大門の手前に新し目の人工的な門前町が形成されていまうs。
偶然、観光客らしき方たちが2組写っていますが、この参道と交わる左右に伸びる参道の商店はすべてシャッターが下りていて人は見当たりません。
▼ミニチュアの鯉のぼりだけがサミシくゆらめいている。映画のオープンセットかしら?
永平寺でも午前11時の参道は人が少なかったのですが、寺内にはすでに多くの参拝客が詰めかけており、帰り際には参道も観光・参拝客で埋まっていました。
さすがは永平寺でした。
しかしこの寺は最後まで出会ったのは4、5組の参拝者だけ。
ゴールデンウイーク初日とはいえ、このガランガランさは、何か理由がありそうです。
さらに一人の僧侶とも出会いませんでした。
とりあえず撮った写真を並べる。
▼大門。拝観料 金五百圓をお支払い。
▼中門。
中門をくぐると遮蔽物がなくなり、圧倒的なスケールで目前に現れる大仏殿。
規模は奈良東大寺の大仏殿をしのぐとか。
とにかくデカイ! 写真で見るよりデカイ!
▼写真中央下の灯篭とそのすぐ下の人とを比較すると、灯篭の大きさも尋常ではないことがわかるかしら?
▼大仏殿の階段上から中門を振り返ります。
▼五重塔。
▼そして大仏殿内部へ。足を踏み入れた途端、圧巻の大きさに思わず感嘆!
堂内には邪魔になる太い柱が無いから、一気に巨大な盧遮那仏が目の前に現れます。
▼人と比べると大きさが少し理解できます。
案内書によると光背も含めた総高28m、像高は17mでやはり東大寺の大仏より大きいとか。
測定方法の違いでどうにでもなるんだろうけど、鋳造仏としては世界最大だそうです。
大仏の目はハッキリしなく潤んでるようにも見えます。
▼大仏左右の菩薩と羅漢像。これも10m以上。
▼そして何よりも驚かされるのは堂内の左右の壁と大仏の背面の3方の壁がすべて小仏に覆われていることです。
卵を産むニワトリの鶏舎を思い出させられます。・・・発想・連想が貧弱!
小仏と言っても1体1m前後あり、1,281体が安置されているそうです。
寄進されたものではなさそうです。
▼建物を移動して、東寺よりさらに高く75mで日本一という五重塔内部。
▼五重塔から大仏殿を覗きました。
▼大仏殿の遠方に見えるのが勝山城博物館。
実はこの寺も近くの勝山城博物館もこの地出身の実業家の私財で建てられています。
この話は後述。
▼日本庭園を覗いてみます。
1987年に落慶したこの寺は歴史もなく、コンクリート造りのせいか無機質に感じるなか、ここだけがいくらかヤスラギを覚えます。

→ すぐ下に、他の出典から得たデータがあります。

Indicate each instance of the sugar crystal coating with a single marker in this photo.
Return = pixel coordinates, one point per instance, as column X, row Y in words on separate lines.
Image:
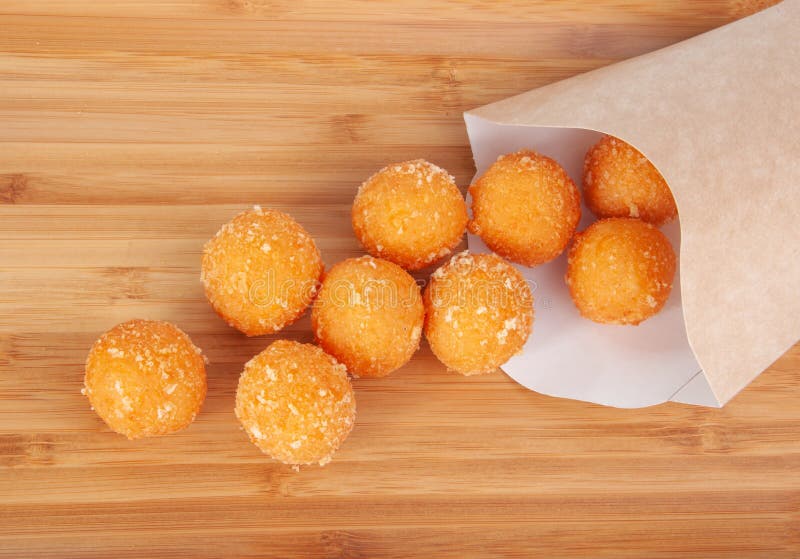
column 295, row 403
column 261, row 271
column 369, row 315
column 145, row 378
column 479, row 313
column 620, row 271
column 409, row 213
column 618, row 181
column 525, row 208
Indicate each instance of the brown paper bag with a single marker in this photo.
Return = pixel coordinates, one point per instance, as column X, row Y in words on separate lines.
column 719, row 115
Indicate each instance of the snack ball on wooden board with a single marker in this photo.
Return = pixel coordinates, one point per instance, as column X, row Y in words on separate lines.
column 369, row 316
column 479, row 313
column 620, row 271
column 618, row 181
column 296, row 403
column 145, row 378
column 525, row 208
column 409, row 213
column 260, row 271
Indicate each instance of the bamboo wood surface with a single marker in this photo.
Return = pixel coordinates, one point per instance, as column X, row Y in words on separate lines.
column 130, row 131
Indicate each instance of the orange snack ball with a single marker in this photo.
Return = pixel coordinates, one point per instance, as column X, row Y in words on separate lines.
column 525, row 208
column 145, row 378
column 409, row 213
column 618, row 181
column 620, row 271
column 369, row 316
column 261, row 271
column 295, row 403
column 479, row 313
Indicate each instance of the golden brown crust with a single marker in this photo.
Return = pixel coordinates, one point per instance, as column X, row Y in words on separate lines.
column 409, row 213
column 369, row 316
column 620, row 271
column 295, row 403
column 618, row 181
column 525, row 208
column 261, row 271
column 145, row 378
column 479, row 313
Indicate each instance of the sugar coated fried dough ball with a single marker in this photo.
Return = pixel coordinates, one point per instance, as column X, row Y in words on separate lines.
column 618, row 181
column 296, row 403
column 479, row 313
column 261, row 271
column 410, row 213
column 369, row 316
column 145, row 378
column 620, row 271
column 525, row 208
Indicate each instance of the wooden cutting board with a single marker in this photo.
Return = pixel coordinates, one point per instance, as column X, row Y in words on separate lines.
column 130, row 131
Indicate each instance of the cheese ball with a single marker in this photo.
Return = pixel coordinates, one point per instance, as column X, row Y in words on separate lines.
column 295, row 403
column 145, row 378
column 369, row 316
column 479, row 313
column 409, row 213
column 618, row 181
column 261, row 271
column 525, row 208
column 620, row 271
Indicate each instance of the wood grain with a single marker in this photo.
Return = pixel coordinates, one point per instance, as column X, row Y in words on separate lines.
column 129, row 131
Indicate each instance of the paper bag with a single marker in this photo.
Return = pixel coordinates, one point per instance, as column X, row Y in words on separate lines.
column 719, row 116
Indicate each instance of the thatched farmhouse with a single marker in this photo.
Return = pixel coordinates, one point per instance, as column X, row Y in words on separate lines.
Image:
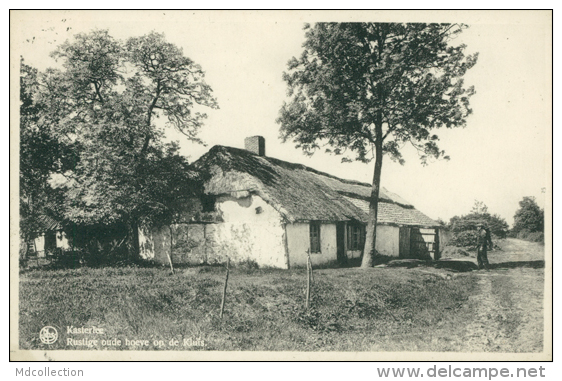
column 273, row 212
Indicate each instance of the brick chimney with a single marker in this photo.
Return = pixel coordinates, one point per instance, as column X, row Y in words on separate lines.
column 255, row 144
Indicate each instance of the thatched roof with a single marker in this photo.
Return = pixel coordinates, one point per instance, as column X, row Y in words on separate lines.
column 298, row 192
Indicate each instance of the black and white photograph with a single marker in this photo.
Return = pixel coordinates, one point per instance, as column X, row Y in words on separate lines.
column 281, row 185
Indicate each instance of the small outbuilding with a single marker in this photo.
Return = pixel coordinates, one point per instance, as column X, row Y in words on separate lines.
column 273, row 212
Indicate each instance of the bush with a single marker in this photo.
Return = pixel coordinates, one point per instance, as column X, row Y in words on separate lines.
column 466, row 239
column 531, row 236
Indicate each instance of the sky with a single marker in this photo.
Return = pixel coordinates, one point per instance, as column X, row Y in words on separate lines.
column 502, row 155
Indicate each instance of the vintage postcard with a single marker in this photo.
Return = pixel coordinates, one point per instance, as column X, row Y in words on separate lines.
column 281, row 185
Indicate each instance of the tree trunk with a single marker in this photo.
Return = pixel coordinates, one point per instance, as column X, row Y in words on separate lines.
column 133, row 240
column 371, row 231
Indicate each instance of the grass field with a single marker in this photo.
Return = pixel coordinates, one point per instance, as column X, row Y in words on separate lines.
column 380, row 309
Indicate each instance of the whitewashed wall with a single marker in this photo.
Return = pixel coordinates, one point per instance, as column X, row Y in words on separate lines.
column 252, row 231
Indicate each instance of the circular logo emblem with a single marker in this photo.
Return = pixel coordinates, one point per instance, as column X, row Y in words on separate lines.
column 48, row 335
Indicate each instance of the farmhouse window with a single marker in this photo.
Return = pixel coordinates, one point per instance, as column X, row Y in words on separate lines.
column 315, row 237
column 355, row 237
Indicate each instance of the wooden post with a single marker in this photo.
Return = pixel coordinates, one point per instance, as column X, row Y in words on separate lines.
column 225, row 286
column 170, row 253
column 308, row 278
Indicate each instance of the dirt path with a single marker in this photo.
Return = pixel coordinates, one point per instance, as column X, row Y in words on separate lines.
column 508, row 306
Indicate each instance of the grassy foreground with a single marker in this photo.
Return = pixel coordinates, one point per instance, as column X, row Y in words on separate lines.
column 147, row 309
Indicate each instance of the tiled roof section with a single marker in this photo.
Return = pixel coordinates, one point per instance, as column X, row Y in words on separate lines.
column 298, row 192
column 391, row 213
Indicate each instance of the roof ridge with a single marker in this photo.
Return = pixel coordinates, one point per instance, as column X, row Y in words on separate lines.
column 294, row 165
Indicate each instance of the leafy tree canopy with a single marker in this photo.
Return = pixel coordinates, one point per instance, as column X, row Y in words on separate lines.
column 529, row 216
column 104, row 103
column 371, row 88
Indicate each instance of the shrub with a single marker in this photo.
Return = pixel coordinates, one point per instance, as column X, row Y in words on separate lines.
column 466, row 239
column 531, row 236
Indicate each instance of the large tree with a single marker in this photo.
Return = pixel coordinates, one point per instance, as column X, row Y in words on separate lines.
column 370, row 88
column 41, row 155
column 529, row 216
column 106, row 101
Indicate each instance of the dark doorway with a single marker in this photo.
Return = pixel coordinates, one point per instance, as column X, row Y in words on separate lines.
column 340, row 242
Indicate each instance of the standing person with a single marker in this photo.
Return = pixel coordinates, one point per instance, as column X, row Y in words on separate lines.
column 484, row 239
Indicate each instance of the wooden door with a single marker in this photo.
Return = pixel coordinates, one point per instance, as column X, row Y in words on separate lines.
column 404, row 242
column 340, row 243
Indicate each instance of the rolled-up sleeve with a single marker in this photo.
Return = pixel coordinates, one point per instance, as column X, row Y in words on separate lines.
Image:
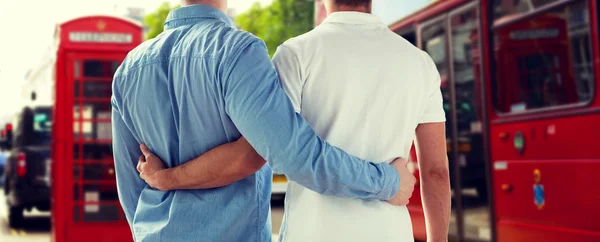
column 258, row 106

でも少し荒れています。小さな滝なども造られていますが庭園としては魅力が少ない。
預けておいた朱印帳を受け取ります。
いつものように多くの予備知識を得て訪れた寺ではありませんが、参拝し終わってなんとも不思議な、妙な感じの寺でした。
確かに大きさは日本一の大仏殿と、盧遮那仏、五重塔であり、大仏には度肝を抜かされるような驚きではありましたが、趣は一切なく、建物や仏像の背後に感じるものがありません。
寺全体に奥行きを感じさせなく、ハリボテを見ているような薄っぺらさです。
旅を終えてからウィキを読んでみました。少し長いが引用です。
「地元出身の実業家、相互タクシーの創業者多田清の手により建立され、1987年(昭和62年)5月28日に開眼供養[1]。
大師山清大寺は、当初観光目的の寺院であったが、2002年(平成14年)12月20日に臨済宗妙心寺派の寺院となり宗教法人となる。 当初、宗教法人にしなかったのは、勝山市に固定資産税等の税金を納めたかったためであると言われている。 拝観料は当初、大人は3000円であり、その後2500円、1000円を経て、現在(2008年11月現在)は500円にまで下がっている。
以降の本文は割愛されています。